Sorolla, born 1863 in Valencia, Spain and orphaned only two years later, is one of the most prolific landscape and portrait painters of all time.
The basis of Sorolla’s masterful technique came from his drawing skills learnt in his childhood by tirelessly copying books. He was winning major prizes at the age of 15 for his paintings and by the turn of the Century he went on to be one of, what many consider, the western worlds greatest artists. His approach to both drawing and painting was speed. He once said, “I could not paint at all if I had to paint slowly. Every effect is so transient, it must be rapidly painted.”
Sorolla would produce hundreds of paintings each year. In 1909 the Hispanic Society of America hosted a show of his work whereby 356 paintings were hung and 195 of them were sold. It saw an astonishing 160,000 visitors in the first month.
Renowned for his expressive brush marks he was able to create a thick and textural richness to his paintings which compels and draws us in. He had such a unique way of controlling light which was shown through his beautiful colour choices both for his indoor and outdoor palette.

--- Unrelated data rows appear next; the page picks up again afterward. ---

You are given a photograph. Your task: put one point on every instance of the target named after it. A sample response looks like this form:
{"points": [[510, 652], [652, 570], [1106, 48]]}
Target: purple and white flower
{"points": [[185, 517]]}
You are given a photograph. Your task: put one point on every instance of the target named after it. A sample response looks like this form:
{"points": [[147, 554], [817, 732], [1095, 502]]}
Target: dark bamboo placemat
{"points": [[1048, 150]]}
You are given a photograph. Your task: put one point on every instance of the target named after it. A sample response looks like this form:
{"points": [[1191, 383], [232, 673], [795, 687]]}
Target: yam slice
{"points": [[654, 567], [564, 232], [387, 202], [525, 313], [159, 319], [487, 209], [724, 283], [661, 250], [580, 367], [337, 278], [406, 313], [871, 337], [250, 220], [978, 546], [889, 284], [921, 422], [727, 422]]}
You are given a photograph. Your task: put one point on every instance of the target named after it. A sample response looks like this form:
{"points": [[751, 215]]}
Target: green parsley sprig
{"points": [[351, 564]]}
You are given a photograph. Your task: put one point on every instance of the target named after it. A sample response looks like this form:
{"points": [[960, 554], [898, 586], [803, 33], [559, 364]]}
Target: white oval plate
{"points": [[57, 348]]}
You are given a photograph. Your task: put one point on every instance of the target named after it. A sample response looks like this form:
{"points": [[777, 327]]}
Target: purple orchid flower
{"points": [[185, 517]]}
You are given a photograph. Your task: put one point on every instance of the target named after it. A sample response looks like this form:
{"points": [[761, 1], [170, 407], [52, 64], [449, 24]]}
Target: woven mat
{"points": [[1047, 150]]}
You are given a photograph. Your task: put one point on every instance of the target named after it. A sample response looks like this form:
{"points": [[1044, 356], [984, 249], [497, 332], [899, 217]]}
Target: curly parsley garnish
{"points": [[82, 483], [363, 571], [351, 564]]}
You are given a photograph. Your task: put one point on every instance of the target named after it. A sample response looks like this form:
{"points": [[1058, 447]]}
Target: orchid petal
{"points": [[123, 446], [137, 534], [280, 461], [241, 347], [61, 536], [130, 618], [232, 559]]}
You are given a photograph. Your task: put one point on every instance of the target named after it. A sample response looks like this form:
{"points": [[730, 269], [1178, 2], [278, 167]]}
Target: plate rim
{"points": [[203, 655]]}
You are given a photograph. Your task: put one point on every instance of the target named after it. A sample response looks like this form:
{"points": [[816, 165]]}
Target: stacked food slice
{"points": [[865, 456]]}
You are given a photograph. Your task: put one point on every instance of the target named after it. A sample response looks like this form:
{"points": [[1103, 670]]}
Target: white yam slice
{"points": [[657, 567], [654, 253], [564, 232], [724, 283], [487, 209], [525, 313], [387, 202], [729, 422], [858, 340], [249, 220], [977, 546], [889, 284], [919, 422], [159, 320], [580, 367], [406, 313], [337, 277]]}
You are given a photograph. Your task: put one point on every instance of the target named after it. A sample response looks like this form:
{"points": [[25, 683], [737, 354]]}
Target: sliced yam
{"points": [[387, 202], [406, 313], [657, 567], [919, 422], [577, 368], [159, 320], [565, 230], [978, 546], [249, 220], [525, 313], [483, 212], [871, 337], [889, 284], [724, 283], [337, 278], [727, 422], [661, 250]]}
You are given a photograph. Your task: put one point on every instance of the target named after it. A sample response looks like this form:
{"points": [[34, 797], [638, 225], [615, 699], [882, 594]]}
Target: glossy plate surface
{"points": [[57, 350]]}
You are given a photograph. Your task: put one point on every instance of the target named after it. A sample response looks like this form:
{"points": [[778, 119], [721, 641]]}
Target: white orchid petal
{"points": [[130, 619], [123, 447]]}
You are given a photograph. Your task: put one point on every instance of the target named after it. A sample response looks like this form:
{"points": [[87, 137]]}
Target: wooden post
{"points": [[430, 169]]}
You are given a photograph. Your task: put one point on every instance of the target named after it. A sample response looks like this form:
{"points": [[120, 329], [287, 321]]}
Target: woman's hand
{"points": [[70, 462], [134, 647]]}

One can only presume Sorolla would have used European bristle, which though his brush choice cannot be certain, I would support a friend of mine Tom on his assertion, after much research, due to his thick strokes which could be controlled, and pushed around more easily with the use of a filbert. Sorolla’s legacy has continued to live on through his collection known as the Museo Sorolla, the artists former house in Madrid. I would love to visit there someday.